Merge Request approval policy approval_settings block applies to all branches regardless of rules: branch_type: protected
Summary:
The approval_settings: section of a merge request approval policy currently overrides the project-level settings for all merge requests in the project — even those targeting unprotected branches — regardless of the rules: section specifying branch_type: protected.

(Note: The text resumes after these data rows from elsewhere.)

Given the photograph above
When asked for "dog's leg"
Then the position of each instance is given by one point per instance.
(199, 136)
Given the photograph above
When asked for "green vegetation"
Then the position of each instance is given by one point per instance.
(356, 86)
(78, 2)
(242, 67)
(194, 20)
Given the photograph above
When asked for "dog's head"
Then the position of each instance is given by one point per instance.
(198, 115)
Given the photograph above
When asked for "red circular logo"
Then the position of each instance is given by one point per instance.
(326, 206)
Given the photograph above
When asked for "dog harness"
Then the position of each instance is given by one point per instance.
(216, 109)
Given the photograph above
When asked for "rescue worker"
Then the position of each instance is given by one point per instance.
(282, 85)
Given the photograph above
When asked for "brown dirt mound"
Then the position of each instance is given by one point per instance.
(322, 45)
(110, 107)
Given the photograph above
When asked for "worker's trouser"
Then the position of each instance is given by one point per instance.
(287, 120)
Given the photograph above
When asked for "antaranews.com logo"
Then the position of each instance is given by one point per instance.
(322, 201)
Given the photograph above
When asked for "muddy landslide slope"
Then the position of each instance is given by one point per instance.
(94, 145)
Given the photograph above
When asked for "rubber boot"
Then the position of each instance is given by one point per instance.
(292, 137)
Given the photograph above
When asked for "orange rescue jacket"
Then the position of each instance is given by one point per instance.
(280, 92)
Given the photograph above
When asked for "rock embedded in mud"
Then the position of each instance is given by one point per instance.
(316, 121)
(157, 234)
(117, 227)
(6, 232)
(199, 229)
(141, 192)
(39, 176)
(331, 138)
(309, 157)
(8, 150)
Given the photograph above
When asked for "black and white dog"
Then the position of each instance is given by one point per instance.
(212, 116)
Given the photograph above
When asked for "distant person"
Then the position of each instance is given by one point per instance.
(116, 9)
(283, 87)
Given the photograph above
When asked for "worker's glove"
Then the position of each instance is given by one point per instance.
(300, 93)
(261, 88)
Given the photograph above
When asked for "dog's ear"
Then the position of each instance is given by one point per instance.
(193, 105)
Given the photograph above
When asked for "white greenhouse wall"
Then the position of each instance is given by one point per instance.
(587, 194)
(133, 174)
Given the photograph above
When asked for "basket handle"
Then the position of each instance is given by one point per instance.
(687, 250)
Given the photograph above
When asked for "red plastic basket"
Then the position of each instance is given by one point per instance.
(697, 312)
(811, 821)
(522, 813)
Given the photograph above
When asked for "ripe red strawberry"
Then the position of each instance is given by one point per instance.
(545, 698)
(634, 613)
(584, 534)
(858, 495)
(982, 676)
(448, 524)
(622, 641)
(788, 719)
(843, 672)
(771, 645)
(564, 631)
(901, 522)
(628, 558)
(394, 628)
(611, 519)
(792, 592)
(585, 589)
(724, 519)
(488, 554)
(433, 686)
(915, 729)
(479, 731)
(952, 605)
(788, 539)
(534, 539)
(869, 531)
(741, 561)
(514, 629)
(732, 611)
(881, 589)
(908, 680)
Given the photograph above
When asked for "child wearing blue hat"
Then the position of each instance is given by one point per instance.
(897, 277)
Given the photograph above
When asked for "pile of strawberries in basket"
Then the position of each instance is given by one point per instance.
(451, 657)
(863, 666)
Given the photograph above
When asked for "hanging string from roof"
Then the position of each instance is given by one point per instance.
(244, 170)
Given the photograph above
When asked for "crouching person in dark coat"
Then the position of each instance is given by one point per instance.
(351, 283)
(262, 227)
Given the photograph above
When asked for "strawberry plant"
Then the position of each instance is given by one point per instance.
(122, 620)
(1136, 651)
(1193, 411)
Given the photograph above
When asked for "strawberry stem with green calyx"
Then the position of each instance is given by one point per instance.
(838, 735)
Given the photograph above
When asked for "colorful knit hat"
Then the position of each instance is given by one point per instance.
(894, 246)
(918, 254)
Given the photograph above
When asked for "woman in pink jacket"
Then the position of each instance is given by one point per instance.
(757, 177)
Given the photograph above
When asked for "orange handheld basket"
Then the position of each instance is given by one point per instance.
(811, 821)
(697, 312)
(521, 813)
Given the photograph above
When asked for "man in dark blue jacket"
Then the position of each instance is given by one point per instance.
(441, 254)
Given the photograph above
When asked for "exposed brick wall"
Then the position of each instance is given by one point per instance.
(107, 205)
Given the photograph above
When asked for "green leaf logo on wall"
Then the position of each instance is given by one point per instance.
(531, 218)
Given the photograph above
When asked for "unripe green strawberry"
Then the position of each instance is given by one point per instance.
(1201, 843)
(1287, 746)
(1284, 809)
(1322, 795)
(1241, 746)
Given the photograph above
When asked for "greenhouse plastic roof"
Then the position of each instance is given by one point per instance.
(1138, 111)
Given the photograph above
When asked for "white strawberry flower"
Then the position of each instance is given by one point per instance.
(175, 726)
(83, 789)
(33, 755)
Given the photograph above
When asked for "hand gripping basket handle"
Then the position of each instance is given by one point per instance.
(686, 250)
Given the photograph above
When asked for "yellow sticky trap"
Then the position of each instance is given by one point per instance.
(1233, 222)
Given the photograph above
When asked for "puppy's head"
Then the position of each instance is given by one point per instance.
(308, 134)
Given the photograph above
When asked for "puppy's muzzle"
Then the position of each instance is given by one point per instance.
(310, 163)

This behaviour contradicts the expected scoping based on the rules: section and differs from the behavior of the actions: block, which only applies when the specified rule conditions are met.
Steps to reproduce:
-
Create a new MR approval policy at the project or group level.
-
In the policy YAML:
- Define
rules:with branch_type: protected. - Include
approval_settings:to override project-level approval rules.
- Define
-
Create a merge request targeting an unprotected branch.
-
Observe the MR approval settings in the UI.
Expected Behavior:
approval_settings: should only apply when the conditions in rules: are satisfied. In this case, the rules restrict scope to branch_type: protected, so approval settings should not be overridden for MRs targeting unprotected branches.
Actual Behavior:
approval_settings: is applied to all merge requests, including those targeting unprotected branches. This causes enforcement of approval restrictions (e.g., "Prevent approval by commit author") outside the intended scope.
UI Discrepancy:
The UI currently states:
This clearly implies that only MRs targeting protected branches are affected, which is inconsistent with actual behavior.
Impact:
- Project-level approval policies are unintentionally enforced on unprotected branches.
- Causes confusion for users relying on branch_type: protected scoping.
- Potential misconfiguration of approval workflows.
Suggested Fix:
Ensure that approval_settings: are applied only when the rules: block is satisfied — consistent with how actions: behave.